飴を受け取れば契約更新を承諾した事になり、悪魔との契約は継続されます。更新の拒否は出来ません。更新後の契約期間も不明です。
 悪魔の興味は、契約者の価値、覗き見た過去と未来から得られる、利益になります。
 まとめると、悪魔は読み書きを覚え始める頃の子供の前に姿を現し、菓子で契約を持ち掛け、指輪の交換、御礼の菓子を受け取れば契約を承諾したことになり、悪魔は受け取った指輪から契約者の過去と未来を覗き視て、利益を目算、更に契約の条件を変更、追加の菓子で更新を要求し、受け取れば承諾、契約手続き完了です。
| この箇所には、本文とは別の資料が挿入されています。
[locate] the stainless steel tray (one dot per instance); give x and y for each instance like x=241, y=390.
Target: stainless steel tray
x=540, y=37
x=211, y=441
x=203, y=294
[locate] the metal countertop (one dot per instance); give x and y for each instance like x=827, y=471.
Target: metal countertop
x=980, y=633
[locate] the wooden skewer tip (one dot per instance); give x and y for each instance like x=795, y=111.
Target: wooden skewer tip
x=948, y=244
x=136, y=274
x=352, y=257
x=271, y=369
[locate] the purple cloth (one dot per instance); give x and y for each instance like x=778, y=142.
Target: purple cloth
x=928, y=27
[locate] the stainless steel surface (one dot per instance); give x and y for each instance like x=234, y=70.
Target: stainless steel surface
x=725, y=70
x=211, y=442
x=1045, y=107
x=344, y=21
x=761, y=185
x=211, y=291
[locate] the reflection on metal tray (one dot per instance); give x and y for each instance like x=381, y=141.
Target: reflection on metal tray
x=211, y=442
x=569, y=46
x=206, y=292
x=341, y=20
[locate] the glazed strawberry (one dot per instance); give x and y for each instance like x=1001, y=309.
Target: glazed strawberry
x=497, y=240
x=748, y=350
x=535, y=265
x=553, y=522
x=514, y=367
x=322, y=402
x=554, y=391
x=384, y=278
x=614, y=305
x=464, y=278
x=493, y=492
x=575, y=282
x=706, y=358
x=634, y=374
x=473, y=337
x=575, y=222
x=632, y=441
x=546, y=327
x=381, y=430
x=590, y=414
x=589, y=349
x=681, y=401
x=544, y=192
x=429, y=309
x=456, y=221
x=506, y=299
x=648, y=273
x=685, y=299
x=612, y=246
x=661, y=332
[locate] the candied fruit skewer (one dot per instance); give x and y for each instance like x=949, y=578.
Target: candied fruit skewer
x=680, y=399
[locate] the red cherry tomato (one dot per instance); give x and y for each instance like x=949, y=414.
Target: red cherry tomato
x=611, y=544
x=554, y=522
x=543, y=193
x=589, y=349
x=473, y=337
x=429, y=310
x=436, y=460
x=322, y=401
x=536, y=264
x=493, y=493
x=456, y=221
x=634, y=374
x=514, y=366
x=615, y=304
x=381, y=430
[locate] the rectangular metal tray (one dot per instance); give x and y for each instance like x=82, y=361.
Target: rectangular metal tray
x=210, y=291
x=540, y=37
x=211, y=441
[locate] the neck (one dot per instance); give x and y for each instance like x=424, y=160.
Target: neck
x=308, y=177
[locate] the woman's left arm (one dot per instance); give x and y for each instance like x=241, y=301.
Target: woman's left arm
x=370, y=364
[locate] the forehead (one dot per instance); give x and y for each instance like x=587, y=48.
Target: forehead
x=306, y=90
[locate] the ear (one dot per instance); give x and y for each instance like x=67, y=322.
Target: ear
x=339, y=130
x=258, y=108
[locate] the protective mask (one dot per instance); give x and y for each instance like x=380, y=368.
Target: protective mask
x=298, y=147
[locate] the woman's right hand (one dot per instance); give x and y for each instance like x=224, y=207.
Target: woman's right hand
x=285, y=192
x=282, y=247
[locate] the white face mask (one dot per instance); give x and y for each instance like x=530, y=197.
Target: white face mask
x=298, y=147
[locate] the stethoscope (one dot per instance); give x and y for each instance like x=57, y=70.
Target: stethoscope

 菓子と記述しましたが、契約者の欲しいものを差し出します。仮に1億ドル欲しいと、五~六歳の子供が思っていたら、一億(ドル)を用意するでしょう。その際、世界のどこかで一億$が喪失します。悪魔も魔法でお金を造り出す訳ではないので、有る場所から奪い、契約の対価、もしくは御礼として差し出します。奪う方法は分かりません。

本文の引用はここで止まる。